2) Il pose la question de l’uniformisation civilisationnelle. Le mot « civilisation » apparaît dans l’article dans sa double acception : d’une part, l’auteur considère qu’il existe plusieurs civilisations, au sens de cultures (« la civilisation progressive de l’Europe » et « la civilisation stationnaire de la Chine ») ; d’autre part, il sous-entend qu’il n’existe qu’une seule civilisation, qu’un seul progrès (« au point de vue de la civilisation générale »). Il semble assez évident par ailleurs qu’aux yeux de l’auteur, l’Europe ouvre la voie de la Civilisation, est « le monde civilisé ». Celle-ci se caractériserait avant tout par l’industrialisation.
3) Cependant, la civilisation industrielle, en se diffusant, échappe à l’Europe, se déseuropéanise :
« À l’ère de la politique européenne, a pour jamais succédé l’ère de la politique “mondiale”. » [6]
Trois foyers de puissance peuvent dores et déjà être distingués : l’Europe, l’Amérique, le Japon – ce qui préfigure ce qu’on a pris l’habitude de désigner depuis 1985 sous le nom de « Triade », quoique son inventeur y entendait autre chose [Ohmae, 1985].

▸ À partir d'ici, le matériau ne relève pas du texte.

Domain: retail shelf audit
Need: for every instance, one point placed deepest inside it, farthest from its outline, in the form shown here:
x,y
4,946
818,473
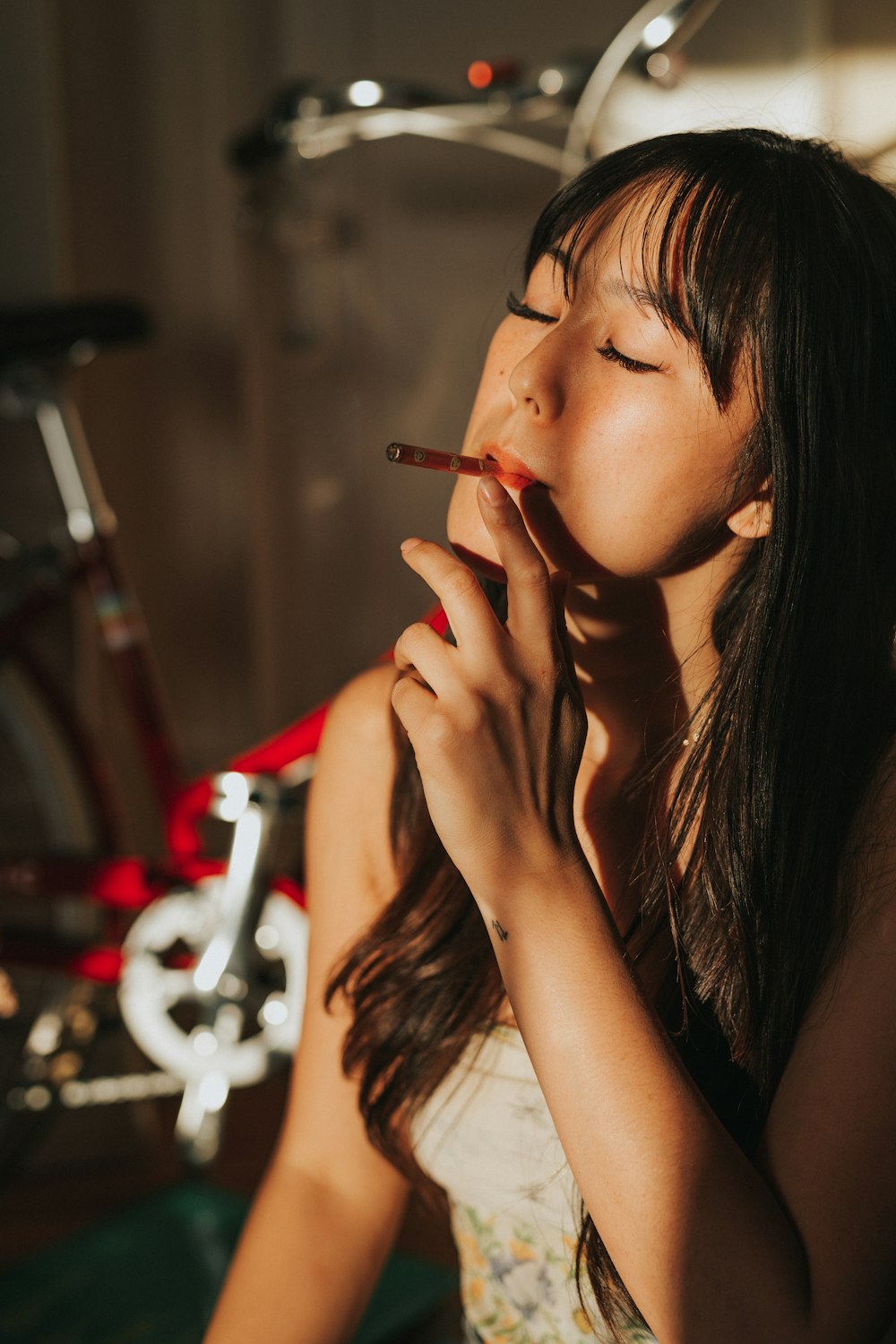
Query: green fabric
x,y
152,1274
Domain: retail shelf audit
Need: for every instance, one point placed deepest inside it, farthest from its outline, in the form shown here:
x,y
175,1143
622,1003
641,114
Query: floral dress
x,y
487,1139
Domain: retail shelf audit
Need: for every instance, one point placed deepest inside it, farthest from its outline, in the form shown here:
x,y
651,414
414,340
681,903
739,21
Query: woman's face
x,y
610,413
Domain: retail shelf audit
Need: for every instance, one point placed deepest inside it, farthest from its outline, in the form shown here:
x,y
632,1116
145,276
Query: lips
x,y
513,472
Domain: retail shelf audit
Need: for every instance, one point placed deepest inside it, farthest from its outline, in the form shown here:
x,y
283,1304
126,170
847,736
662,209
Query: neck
x,y
645,656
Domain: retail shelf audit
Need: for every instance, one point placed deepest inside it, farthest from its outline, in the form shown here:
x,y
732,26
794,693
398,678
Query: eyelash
x,y
634,366
521,309
608,351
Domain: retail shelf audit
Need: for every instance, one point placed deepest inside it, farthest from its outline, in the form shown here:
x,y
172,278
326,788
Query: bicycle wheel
x,y
50,806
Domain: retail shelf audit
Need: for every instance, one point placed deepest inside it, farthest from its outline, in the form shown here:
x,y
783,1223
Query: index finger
x,y
530,599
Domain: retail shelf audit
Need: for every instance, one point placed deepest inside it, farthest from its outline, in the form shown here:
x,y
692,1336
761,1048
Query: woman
x,y
646,900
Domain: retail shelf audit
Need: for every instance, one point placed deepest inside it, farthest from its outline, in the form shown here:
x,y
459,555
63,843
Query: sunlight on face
x,y
598,400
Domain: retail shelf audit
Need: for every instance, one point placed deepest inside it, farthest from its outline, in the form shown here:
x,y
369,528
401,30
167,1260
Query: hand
x,y
497,723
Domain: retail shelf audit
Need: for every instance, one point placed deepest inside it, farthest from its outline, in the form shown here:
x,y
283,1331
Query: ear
x,y
753,518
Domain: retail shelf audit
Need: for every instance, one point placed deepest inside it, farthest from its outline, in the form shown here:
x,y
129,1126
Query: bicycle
x,y
202,956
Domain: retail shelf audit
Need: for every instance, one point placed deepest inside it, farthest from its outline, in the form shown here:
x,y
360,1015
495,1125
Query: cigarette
x,y
437,461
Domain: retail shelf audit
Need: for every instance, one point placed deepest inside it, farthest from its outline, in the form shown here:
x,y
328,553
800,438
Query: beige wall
x,y
260,521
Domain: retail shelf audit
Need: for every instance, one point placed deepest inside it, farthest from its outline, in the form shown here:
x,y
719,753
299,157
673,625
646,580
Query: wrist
x,y
541,874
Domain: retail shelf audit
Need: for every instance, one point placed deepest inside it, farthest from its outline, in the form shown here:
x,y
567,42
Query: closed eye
x,y
634,366
521,309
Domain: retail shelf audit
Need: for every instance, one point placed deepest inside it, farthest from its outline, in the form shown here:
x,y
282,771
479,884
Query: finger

On retrouve ainsi une dialectique aperçue par d’autres, notamment Élisée Reclus [cf. le billet sur « L’hégémonie de l’Europe »]. La mondialisation est un processus d’intégration et de diffusion à partir d’un centre qui débouche sur un monde polycentrique. À partir de ce constat, une question se pose pour Anatole Leroy-Beaulieu, c’est celle de la Chine. S’il advenait que la Chine connaisse le même processus de modernisation que le Japon, le Monde en serait profondément impacté :
« Que sera, dans vingt-cinq ans, dans cinquante ans, dans cent ans, le Céleste Empire ? Quelles surprises nous réserve le réveil de la Chine, si elle doit jamais secouer sa torpeur séculaire ? Que prendra-t-elle à notre Europe et que lui apportera-t-elle ? » [7]
C’est ce que résume la phrase introductive : « L’axe du monde se déplace. » L’expression est porteuse d’un discours métahistorique qui trouve son origine dans le thème médiéval de la translation imperii, qu’on trouve développé par exemple sous la plume de C. de Varigny :
« L’axe du monde se déplace. Une force inconnue, un courant irrésistible l’entraîne vers l’ouest. Sortie des hauts plateaux de l’Asie centrale, la civilisation a, dans ses étapes successives, constamment progressé vers l’Occident. […] De Balbek et de Palmyre, de Ninive et de Babylone, d’Ecbatane et de Thèbes aux cent portes, il ne reste que des ruines abandonnées. La civilisation est passée là, elle s’y est arrêtée, puis a repris sa marche vers l’Occident. Athènes, Rome, ont ensuite été ses capitales comme le sont aujourd’hui Paris, Londres et New York, comme le sera demain peut-être San Francisco, la reine du Pacifique. » [8]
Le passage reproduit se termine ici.